Hi,
I'm using BBNorm to separate my reads by kmer depth, and I encountered what seemed to me to be strange behaviour. When I adjust the bin depths, I am getting inconsistent binning of reads, at least as far as I understand the aim of the program.
For instance, if I set a high bin depth at 200 and a low bin depth at 10, I will get a different number of reads in the high depth bin compared to when I set it at 200 and 100. Is that expected? My understanding is that the high depth reads (>200) should all be put in the highdepth output, so why would a different low depth setting change how many were high depth?
This leads to problems where I will get more reads using a 250 high depth bin than a 200 high depth bin because the low depth is different.

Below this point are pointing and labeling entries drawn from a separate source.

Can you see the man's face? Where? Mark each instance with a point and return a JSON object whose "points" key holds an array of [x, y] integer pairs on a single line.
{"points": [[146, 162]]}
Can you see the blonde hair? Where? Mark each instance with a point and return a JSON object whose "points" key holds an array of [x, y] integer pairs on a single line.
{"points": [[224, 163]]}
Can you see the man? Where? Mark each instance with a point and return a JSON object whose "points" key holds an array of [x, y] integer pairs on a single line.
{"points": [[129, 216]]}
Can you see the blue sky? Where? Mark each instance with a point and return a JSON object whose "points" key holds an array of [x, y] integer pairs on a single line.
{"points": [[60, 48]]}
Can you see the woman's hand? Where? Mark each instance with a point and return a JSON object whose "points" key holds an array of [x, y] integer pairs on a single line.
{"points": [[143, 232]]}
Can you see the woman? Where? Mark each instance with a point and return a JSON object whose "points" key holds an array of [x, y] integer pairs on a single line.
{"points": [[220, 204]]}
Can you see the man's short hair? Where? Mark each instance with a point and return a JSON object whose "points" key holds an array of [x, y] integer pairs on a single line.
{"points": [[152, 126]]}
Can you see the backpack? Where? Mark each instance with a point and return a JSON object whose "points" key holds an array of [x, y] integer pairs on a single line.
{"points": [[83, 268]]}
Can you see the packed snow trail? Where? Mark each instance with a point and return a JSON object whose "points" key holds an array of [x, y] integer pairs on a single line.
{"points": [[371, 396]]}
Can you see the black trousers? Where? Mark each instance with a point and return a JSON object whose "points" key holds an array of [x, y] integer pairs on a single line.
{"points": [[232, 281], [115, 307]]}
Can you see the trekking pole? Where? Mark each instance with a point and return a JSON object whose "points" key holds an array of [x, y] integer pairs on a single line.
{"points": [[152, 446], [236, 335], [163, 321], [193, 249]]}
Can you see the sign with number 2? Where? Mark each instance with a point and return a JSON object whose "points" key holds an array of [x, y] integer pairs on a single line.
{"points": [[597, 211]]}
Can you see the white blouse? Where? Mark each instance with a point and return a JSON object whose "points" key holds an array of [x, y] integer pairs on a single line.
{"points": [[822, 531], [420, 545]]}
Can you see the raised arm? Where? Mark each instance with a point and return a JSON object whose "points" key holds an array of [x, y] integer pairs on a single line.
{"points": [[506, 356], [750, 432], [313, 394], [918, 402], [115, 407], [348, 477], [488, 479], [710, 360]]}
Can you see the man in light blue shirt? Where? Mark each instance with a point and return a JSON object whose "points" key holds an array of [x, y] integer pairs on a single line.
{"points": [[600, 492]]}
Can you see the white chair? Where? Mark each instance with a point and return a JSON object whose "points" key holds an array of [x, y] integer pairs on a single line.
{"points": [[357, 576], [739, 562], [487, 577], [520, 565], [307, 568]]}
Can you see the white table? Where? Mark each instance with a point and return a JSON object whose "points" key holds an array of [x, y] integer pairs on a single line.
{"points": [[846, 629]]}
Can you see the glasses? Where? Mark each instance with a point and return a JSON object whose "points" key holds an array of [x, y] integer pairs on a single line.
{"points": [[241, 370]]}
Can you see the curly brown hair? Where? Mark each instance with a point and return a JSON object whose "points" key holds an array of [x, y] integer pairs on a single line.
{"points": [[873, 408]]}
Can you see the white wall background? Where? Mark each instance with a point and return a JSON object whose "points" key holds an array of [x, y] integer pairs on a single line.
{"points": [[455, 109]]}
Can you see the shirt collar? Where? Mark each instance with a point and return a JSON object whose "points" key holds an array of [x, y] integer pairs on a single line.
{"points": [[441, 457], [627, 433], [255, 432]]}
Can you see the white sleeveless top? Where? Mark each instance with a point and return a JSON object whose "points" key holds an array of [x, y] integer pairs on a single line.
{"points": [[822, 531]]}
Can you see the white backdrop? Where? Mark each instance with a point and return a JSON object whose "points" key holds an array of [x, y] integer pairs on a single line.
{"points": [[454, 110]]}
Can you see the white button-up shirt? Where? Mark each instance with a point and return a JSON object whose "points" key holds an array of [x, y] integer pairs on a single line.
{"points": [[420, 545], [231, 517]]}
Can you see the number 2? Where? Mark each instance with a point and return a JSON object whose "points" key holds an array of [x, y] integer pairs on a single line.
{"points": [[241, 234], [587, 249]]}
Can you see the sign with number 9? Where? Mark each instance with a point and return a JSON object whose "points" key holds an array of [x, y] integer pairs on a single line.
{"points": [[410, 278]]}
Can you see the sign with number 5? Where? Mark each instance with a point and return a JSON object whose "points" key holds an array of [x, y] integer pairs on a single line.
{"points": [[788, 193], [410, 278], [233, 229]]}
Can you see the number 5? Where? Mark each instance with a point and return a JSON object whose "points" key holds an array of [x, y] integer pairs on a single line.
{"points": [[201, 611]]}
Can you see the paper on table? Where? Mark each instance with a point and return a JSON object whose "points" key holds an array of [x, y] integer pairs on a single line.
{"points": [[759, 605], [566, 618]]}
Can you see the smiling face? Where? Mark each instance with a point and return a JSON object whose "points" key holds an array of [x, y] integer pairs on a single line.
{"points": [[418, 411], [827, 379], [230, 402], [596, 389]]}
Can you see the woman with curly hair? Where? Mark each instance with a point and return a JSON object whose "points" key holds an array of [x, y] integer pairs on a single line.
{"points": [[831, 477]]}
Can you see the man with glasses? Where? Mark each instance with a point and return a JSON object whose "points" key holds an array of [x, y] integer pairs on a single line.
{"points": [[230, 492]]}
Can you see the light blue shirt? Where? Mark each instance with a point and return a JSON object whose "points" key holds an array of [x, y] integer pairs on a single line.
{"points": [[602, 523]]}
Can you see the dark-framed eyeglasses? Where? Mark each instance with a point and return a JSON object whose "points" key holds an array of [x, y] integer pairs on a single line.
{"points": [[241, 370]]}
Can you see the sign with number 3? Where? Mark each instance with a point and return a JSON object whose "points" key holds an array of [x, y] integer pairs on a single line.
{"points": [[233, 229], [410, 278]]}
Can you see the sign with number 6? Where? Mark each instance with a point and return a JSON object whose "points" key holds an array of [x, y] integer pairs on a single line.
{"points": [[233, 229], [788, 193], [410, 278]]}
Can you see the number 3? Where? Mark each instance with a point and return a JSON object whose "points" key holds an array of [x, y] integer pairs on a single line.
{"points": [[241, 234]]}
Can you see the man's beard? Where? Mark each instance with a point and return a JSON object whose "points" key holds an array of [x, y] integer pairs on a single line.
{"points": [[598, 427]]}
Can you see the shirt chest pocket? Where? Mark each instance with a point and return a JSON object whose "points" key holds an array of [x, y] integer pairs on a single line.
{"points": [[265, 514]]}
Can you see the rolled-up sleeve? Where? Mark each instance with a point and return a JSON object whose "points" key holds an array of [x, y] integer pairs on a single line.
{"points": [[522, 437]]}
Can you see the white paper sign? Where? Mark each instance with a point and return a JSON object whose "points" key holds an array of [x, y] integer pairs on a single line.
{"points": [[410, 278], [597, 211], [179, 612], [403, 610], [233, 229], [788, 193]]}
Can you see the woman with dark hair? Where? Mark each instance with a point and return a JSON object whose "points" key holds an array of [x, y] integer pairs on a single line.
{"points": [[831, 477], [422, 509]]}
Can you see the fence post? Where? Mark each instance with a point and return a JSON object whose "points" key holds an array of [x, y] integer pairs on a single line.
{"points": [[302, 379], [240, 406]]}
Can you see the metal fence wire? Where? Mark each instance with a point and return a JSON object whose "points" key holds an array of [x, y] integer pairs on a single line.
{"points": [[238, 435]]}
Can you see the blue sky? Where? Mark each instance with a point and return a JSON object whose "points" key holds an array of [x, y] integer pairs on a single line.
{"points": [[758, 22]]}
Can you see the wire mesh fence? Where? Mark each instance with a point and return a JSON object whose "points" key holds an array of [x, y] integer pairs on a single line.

I'll include the commands I ran to test this when I noticed that.
bbnorm.sh in1=trim_dedup_Anacalosa_R1.fastq.gz in2=trim_dedup_Anacalosa_R2.fastq.gz outhigh=high250_td_Anacalosa.fastq.gz outlow=low100_td_Anacalosa.fastq.gz outmid=mid_td_Anacalosa.fastq.gz passes=1 highbindepth=250 lowbindepth=100
Total reads in: 74158538 74.090% Kept
Low bin reads: 48960818 66.022%
Mid bin reads: 7333512 9.889%
High bin reads: 17864208 24.089%
bbnorm.sh in1=trim_dedup_Anacalosa_R1.fastq.gz in2=trim_dedup_Anacalosa_R2.fastq.gz outhigh=test1high.fastq.gz outlow=test1low.fastq.gz outmid=test1mid.fastq.gz passes=1 highbindepth=200 lowbindepth=100
Total reads in: 74158538 74.081% Kept
Low bin reads: 48959146 66.020%
Mid bin reads: 5925252 7.990%
High bin reads: 19274140 25.990%
bbnorm.sh in1=trim_dedup_Anacalosa_R1.fastq.gz in2=trim_dedup_Anacalosa_R2.fastq.gz outhigh=test2high.fastq.gz outlow=test2low.fastq.gz outmid=test2mid.fastq.gz passes=1 highbindepth=200 lowbindepth=10
Total reads in: 74158538 74.076% Kept
Low bin reads: 21759858 29.342%
Mid bin reads: 36943402 49.817%
High bin reads: 15455278 20.841%
bbnorm.sh in1=trim_dedup_Anacalosa_R1.fastq.gz in2=trim_dedup_Anacalosa_R2.fastq.gz outhigh=test3high.fastq.gz outlow=test3low.fastq.gz outmid=test3mid.fastq.gz passes=1 highbindepth=250 lowbindepth=10
Total reads in: 74158538 74.092% Kept
Low bin reads: 21728446 29.300%
Mid bin reads: 38034948 51.289%
High bin reads: 14395144 19.411%
Any idea why it is behaving this way or what I'm misunderstanding?
This is one of those questions which may need an input from Brian Bushnell to get an authoritative answer but the inline help says this:
Perhaps it is one of the reads from the pair that is affecting the output.
You should also look at the Normalization paramaters to see if you need to include something from there. Perhaps this
There is a bbnorm guide here in case you had not seen it.
Thanks for the response, genomax. I had taken a look over the guide and the help, but the behaviour remains unclear to me. I tried to use the
uselowerdepth=t
, but there was no effect between runs (=t or =f produced the same output).I wondered about your point regarding the pairs, but it still doesn't add up to me. If the high bin depth hasn't changed, then all the read pairs that are above it for both reads ought to stay there. Raising the low bin depth might mean that more pairs will have one high and one low, but they should still only go to the mid output and the high depth bin output should be unchanged.
I suggest that you email Brian directly (you can find his email in the BBMap documentation). Please come back and post an update if/when you hear from him.